Photo by Wes Orshoski
Uncut 誌から「完璧だ」と讃えられたこの『地獄に堕ちた野郎ども』はダムドの歴代メンバーのほか、多くのミュージシャンたちが出演、バンドを追って地球上をまわり3 年以上に渡って撮影され、バンドの、全体を把握することが不可能ともいえる難解な歴史と、メンバー間のもめごと、ダークサイドな部分までをストレートに伝えてしまっている。現行ダムドのオリジナルメンバーたちの派閥はアニバーサリーツアーに繰り出し、元メンバーたちは奇妙な苦境に立たされている。この、誰も成し得なかった(作れると思わなかった?)、ダムドというバンドの物語を映画化するという不可能への挑戦、そして映画作品として完成させたオーショスキー監督の努力は称賛されるべきであり、されるはずだ。
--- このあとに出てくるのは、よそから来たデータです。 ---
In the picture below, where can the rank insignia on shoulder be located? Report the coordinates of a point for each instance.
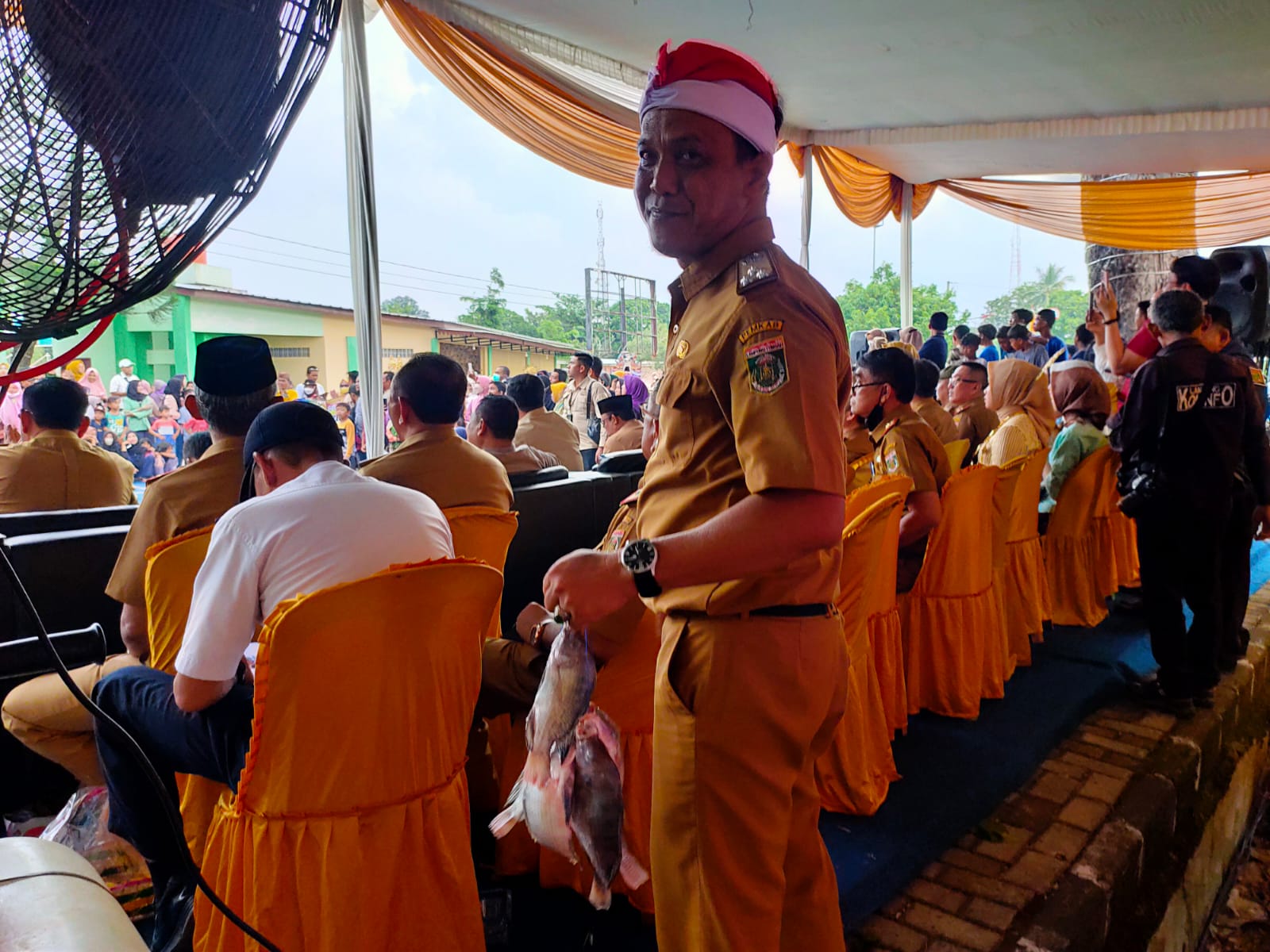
(753, 270)
(768, 371)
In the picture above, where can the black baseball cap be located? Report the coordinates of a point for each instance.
(287, 424)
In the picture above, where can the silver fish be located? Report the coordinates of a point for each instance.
(596, 809)
(563, 695)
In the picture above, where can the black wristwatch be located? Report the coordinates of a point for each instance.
(641, 559)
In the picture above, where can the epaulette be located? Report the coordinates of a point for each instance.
(755, 270)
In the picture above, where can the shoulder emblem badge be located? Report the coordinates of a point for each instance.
(753, 270)
(766, 363)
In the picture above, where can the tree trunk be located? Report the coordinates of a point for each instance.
(1136, 276)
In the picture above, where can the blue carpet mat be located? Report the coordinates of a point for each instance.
(956, 774)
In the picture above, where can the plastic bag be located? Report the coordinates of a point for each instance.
(82, 825)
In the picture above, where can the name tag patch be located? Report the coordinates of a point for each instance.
(768, 371)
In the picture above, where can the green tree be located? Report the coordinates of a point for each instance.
(403, 304)
(876, 304)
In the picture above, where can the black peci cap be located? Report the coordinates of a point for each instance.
(234, 366)
(289, 424)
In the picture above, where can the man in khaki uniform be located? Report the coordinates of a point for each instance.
(927, 408)
(579, 404)
(975, 422)
(54, 467)
(903, 444)
(234, 380)
(540, 429)
(493, 427)
(425, 400)
(738, 528)
(622, 431)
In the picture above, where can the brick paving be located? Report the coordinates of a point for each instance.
(969, 898)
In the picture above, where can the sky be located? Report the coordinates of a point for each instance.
(456, 198)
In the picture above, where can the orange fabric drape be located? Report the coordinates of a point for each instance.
(524, 106)
(1149, 215)
(863, 192)
(351, 825)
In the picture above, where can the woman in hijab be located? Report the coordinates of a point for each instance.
(638, 391)
(93, 386)
(1083, 399)
(137, 406)
(1018, 391)
(10, 410)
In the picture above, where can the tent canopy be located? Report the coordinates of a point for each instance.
(933, 90)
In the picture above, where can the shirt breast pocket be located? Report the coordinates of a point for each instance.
(677, 431)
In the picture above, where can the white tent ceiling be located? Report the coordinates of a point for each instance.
(933, 89)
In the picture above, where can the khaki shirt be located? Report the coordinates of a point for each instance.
(937, 419)
(757, 376)
(578, 405)
(552, 435)
(190, 498)
(975, 422)
(522, 459)
(444, 466)
(57, 470)
(630, 436)
(905, 444)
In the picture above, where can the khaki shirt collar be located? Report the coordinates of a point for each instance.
(700, 274)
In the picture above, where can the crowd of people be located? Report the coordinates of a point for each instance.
(755, 433)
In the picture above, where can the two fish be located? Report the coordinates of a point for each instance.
(572, 782)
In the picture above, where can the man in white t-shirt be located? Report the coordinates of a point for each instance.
(120, 382)
(262, 551)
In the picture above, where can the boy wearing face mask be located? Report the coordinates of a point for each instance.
(905, 444)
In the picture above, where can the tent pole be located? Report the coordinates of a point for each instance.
(906, 258)
(362, 222)
(804, 257)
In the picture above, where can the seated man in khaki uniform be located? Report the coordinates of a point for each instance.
(975, 422)
(927, 408)
(622, 432)
(540, 429)
(54, 467)
(425, 399)
(903, 444)
(493, 428)
(234, 381)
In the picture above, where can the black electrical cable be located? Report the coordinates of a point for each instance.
(171, 814)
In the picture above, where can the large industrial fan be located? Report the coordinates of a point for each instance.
(131, 132)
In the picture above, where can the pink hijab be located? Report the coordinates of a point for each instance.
(92, 384)
(10, 408)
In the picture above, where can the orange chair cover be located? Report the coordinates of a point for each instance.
(882, 609)
(999, 663)
(1026, 585)
(483, 533)
(855, 774)
(956, 451)
(1072, 545)
(952, 612)
(171, 570)
(859, 501)
(624, 691)
(351, 827)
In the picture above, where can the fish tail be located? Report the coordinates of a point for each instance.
(600, 896)
(632, 873)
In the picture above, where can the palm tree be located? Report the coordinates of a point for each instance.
(1049, 279)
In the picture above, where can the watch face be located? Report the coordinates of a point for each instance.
(638, 556)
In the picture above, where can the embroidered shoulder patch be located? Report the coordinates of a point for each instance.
(753, 270)
(753, 330)
(768, 368)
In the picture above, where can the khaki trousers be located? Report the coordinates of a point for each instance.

2015 年3 月、ワールドプレミアとなったテキサス州オースティンで開催のSXSW 映画祭に出席したキャプテン・センシブルはスクリーンに向って叫び、同年6 月のUK プレミアにはラット・スキャビーズとブライアン・ジェイムズが出席した。被写体主導の宣伝目的の映画か、フィルムメイカーがイニシアチブをとりつつ被写体の希望を受け入れた映像作品か、監督が暴走した作品か。。。本作は、意図せずとも、世に大量生産され続ける音楽ドキュメンタリーの在り方、製作の方法、監督と被写体の関係性、誰が何のために作るのか、をあらためて問いかける作品となった。